Atom "Fe1" at [0.0, 0.0, 0.0] with spin value  2.5 and g-factor  2
Atom "Fe2" at [0.5, 0.5, 0.0] with spin value  2.5 and g-factor  2
Atom "Fe3" at [0.0, 0.5, 0.5] with spin value  2.5 and g-factor  2
Atom "Fe4" at [0.5, 0.0, 0.5] with spin value  2.5 and g-factor  2
Atom  "O1" at [0.5, 0.0, 0.0] with spin value None and g-factor None
Atom  "O2" at [0.0, 0.5, 0.0] with spin value None and g-factor None
Atom  "O3" at [0.0, 0.0, 0.5] with spin value None and g-factor None
Atom  "O4" at [0.5, 0.5, 0.5] with spin value None and g-factor None

Exercise 2

# Step 1 - create an instance of the engine
# (please ignore _sphinx_gallery_fix)
pe = magnopy.PlotlyEngine(_sphinx_gallery_fix=True)

# Step 2 - plot
pe.plot_cell(cell=cell)
# Note that cell is expected as well, as atom's positions are relative coordinates.
pe.plot_atoms(cell=cell, atoms=atoms)

# Step 3 - show
pe.show()

Exercise 3

Simple approach

# Note: default convention of HPKOT is used
conv_cell, conv_atoms = wulfric.crystal.get_conventional(cell=cell, atoms=atoms)
prim_cell, prim_atoms = wulfric.crystal.get_primitive(cell=cell, atoms=atoms)

Advanced approach

# Explicitly control what atoms are considered to be the same by spglib
atoms["spglib_types"] = [1, 1, 1, 1, 2, 2, 2, 2]

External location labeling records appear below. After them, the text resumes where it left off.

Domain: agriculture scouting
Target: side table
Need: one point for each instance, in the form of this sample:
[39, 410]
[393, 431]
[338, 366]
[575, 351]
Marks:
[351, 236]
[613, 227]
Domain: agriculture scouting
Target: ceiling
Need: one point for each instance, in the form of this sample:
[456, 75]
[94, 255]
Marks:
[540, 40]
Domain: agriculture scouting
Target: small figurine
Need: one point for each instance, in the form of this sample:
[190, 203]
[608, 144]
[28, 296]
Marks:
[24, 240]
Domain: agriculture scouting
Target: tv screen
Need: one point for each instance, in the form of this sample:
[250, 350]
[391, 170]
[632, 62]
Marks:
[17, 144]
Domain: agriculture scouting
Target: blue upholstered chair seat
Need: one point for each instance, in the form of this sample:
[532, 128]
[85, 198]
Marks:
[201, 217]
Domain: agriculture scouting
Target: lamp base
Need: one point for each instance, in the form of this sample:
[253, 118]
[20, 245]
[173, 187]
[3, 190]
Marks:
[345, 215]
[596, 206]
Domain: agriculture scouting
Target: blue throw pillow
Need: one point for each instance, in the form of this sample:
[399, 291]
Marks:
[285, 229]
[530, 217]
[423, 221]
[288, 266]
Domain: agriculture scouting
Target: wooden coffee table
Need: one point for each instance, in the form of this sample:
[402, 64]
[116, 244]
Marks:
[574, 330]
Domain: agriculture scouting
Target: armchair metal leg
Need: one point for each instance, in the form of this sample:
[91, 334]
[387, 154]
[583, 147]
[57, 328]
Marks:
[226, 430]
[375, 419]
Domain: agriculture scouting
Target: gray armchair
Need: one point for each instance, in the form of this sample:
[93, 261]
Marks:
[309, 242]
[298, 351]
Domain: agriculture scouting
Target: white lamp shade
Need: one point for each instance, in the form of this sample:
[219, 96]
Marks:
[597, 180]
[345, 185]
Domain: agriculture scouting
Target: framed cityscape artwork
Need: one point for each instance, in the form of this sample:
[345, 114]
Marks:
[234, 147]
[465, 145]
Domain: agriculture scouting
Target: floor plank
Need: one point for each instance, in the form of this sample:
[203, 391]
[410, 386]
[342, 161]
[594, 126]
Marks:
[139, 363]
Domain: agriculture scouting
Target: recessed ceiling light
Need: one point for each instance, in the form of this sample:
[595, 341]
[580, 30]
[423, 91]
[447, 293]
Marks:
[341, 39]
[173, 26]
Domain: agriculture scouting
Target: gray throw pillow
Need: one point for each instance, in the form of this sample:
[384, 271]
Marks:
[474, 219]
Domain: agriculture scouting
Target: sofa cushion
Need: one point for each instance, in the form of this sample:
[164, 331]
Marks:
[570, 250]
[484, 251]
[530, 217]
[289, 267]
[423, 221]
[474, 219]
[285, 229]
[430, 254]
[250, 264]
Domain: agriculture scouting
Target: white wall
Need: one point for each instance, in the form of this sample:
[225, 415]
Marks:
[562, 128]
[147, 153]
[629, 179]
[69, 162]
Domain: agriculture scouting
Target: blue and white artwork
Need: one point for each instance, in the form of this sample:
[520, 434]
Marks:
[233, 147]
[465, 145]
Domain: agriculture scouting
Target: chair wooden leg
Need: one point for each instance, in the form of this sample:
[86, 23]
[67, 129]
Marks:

# Explicitly call spglib via wulfric's interface.
# Both get_conventional() and get_primitive() call spglib internally,
# thus doing double work in the simple approach.
spglib_data = wulfric.get_spglib_data(cell=cell, atoms=atoms, spglib_symprec=1e-5)

# Then use the resultto compute conventional and primitive cell
conv_cell, conv_atoms = wulfric.crystal.get_conventional(
    cell=cell, atoms=atoms, spglib_data=spglib_data
)
prim_cell, prim_atoms = wulfric.crystal.get_primitive(
    cell=cell, atoms=atoms, spglib_data=spglib_data
)

Plotting

# Please ignore _sphinx_gallery_fix
pe = magnopy.PlotlyEngine(_sphinx_gallery_fix=True)


pe.plot_cell(cell=cell, legend_label="Original cell", color="#FD4837")
pe.plot_atoms(cell=cell, atoms=atoms, legend_label="Atoms of the original cell")

pe.plot_cell(cell=conv_cell, legend_label="Conventional cell", color="#2F58FE")
pe.plot_atoms(
    cell=conv_cell,
    atoms=conv_atoms,
    legend_label="Atoms of the conventional cell",
    colors=["#2F58FE" for _ in range(8)],
)

pe.plot_cell(cell=prim_cell, legend_label="Primitive cell", color="#0E7634")
pe.plot_atoms(
    cell=prim_cell,
    atoms=prim_atoms,
    legend_label="Atoms of the primitive cell",
    colors=["#0E7634" for _ in range(8)],
)

pe.show(axes_visible=False, legend_position="left")

No, conventional and primitive cell are not necessarily the same. It will depend on the space group of the crystal and on the convention that is used to define conventional and primitive cell, see wulfric: Bravais lattices for more examples.

Moreover, input unit cell can be different from both conventional and primitive ones (consider a super-cell as an input cell, for example).

Note

Space group is detected via spglib. In general, the result depends on what atoms are considered to be equivalent. Magnopy guesses spglib_types based on the atoms["names"] via wulfric (see wulfric.get_spglib_types() to see how exactly the guess is implemented).